I can tell if we gave you a diet of say 7 meals per day listed out nicely you probably wouldn't follow it 100%. So to keep it simple just get about 50g protein per meal and plenty of carbs and some good fats. Really push the calories but gradually. Don't be afraid of eating big meals.. you won't grow muscle without the food/shakes. You are right your pics don't do you justice from what I have seen... that can happen though. If your back is that bad thats fine just do what you can but use heavy weights and good form with full intensity.

Big D is a great guy he just overthinks things far too much and the fact he was once fat is holding him back from building his body. For many I would say get as lean as possible then blow up but I think if you lost more weight it may be even harder for you to get past your mental barrier. Trust everyone on here your not eating enough. If your on hormones and training hard it is gonna be super hard to get fat matey. You need to eat to grow


----------



## BIG D (Apr 29, 2013)

this one i feel is a little better indicator, just being honest


----------



## hellbilly (Apr 30, 2013)

Concreteguy said:


> Look this is the only thing I can help you with because you refuse to table what you eat. NUTRIENT TIMING in fucking huge! But a laundry list of whats in your fridge ain't cutting it.
> How you prime-
> How you feed-
> How you recover-
> ...



A proper diet and training regiment and no matter what, don't sway from either. Eat the meals everyday, train like hell, and if you're using gear- make sure you take your shots. Seems easy doesn't it? Well, it isn't for everyone. Just get a proper diet and stick to it no matter what, and sleep whenever you can. During my biggest growth phase, I learned to sleep more, no matter what I got at least 8 hours and it helped.


----------



## Enigmatic707 (Apr 30, 2013)

BIG D said:


> this one i feel is a little better indicator, just being honest



Much better picture, and honestly unless you're shooting slin and using 2g+ a week you're probably right on track. 
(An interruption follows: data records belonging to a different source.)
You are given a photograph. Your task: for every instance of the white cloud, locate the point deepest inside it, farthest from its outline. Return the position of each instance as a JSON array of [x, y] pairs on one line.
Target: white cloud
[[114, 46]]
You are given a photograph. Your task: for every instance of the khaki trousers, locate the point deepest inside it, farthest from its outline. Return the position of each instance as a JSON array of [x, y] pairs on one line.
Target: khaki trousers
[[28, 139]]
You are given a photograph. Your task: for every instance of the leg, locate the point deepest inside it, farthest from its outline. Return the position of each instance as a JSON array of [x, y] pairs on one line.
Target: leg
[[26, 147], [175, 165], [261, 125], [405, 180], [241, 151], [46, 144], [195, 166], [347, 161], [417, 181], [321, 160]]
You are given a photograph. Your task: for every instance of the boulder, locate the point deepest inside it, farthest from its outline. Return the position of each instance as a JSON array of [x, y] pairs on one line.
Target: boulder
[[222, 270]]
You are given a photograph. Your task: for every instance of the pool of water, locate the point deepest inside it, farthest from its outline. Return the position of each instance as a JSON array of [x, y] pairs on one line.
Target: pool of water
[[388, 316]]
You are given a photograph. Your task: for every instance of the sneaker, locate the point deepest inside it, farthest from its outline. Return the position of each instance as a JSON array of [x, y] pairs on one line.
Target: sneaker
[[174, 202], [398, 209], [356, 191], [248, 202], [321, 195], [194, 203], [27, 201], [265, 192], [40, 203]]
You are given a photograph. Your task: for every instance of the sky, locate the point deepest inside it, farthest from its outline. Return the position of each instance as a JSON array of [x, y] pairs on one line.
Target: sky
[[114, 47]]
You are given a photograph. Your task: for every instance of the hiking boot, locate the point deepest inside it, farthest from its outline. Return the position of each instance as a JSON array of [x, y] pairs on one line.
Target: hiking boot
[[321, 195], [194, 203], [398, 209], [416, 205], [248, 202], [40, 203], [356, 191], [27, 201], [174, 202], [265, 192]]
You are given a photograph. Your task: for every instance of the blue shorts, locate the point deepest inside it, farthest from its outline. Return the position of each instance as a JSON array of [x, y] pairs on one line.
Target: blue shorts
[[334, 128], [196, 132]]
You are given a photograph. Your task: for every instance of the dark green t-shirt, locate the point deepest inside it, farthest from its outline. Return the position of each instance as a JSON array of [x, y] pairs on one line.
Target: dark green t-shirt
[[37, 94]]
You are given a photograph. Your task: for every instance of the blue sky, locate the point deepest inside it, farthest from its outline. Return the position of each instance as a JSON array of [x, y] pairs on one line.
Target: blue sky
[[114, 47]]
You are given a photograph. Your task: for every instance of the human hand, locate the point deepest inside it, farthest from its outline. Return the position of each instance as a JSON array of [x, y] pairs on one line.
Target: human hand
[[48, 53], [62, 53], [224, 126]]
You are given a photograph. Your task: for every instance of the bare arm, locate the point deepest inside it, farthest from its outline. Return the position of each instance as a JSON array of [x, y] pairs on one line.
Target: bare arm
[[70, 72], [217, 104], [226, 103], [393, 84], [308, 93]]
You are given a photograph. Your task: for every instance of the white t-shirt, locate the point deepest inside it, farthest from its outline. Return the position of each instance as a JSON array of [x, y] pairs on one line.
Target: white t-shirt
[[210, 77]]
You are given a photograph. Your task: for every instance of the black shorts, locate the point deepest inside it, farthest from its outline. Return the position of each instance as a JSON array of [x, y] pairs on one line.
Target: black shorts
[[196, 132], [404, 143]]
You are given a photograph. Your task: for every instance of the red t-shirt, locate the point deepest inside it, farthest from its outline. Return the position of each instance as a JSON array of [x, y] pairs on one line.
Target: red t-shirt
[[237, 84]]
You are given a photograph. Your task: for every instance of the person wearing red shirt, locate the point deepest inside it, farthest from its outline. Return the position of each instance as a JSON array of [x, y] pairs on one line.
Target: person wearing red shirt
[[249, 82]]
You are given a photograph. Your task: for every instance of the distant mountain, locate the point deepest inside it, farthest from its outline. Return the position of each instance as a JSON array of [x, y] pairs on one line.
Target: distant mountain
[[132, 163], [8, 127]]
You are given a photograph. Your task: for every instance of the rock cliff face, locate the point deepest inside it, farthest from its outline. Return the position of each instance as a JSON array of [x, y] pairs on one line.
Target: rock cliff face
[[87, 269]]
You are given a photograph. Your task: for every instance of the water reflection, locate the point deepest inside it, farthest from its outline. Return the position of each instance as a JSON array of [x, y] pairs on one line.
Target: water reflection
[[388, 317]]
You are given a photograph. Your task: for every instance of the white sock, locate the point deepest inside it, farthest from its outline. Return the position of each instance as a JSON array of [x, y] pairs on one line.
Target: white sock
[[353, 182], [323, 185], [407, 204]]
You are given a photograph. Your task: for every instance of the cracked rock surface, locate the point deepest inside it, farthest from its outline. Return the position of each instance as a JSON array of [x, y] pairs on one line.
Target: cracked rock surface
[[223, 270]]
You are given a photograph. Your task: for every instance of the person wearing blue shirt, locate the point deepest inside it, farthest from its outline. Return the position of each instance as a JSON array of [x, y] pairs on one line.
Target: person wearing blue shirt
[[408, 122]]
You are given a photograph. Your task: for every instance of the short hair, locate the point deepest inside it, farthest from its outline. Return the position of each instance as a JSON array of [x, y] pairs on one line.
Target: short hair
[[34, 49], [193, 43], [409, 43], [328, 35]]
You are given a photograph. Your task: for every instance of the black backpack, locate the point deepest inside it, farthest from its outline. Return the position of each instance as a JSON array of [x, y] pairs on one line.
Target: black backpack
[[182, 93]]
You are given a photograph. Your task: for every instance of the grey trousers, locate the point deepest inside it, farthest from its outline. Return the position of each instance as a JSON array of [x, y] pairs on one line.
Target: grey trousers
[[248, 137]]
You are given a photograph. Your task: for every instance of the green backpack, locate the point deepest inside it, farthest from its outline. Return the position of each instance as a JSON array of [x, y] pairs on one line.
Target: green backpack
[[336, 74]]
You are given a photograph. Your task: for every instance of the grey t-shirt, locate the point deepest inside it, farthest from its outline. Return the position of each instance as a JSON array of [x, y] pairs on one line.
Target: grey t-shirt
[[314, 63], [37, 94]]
If you look at pics on most other boards the guys who use gear- half of them barely look like they lift. I think you look pretty solid there and if you've only been in it a lil over a year with your diet the way it is I think your build is as it should be.

Honestly I just want to give you this over simplified answer-
 Lift heavier and more often, eat more, and dose higher.


----------



## Concreteguy (Apr 30, 2013)

BIG D said:


> CG I'm not disrespects you bro. That's the thing that really stood out to me is all. Nothing personal



The last pic you posted gave up who you are clown. 

Ya "nothing personal". So how have you been (DEFRESH)? Or what ever name your trolling by today?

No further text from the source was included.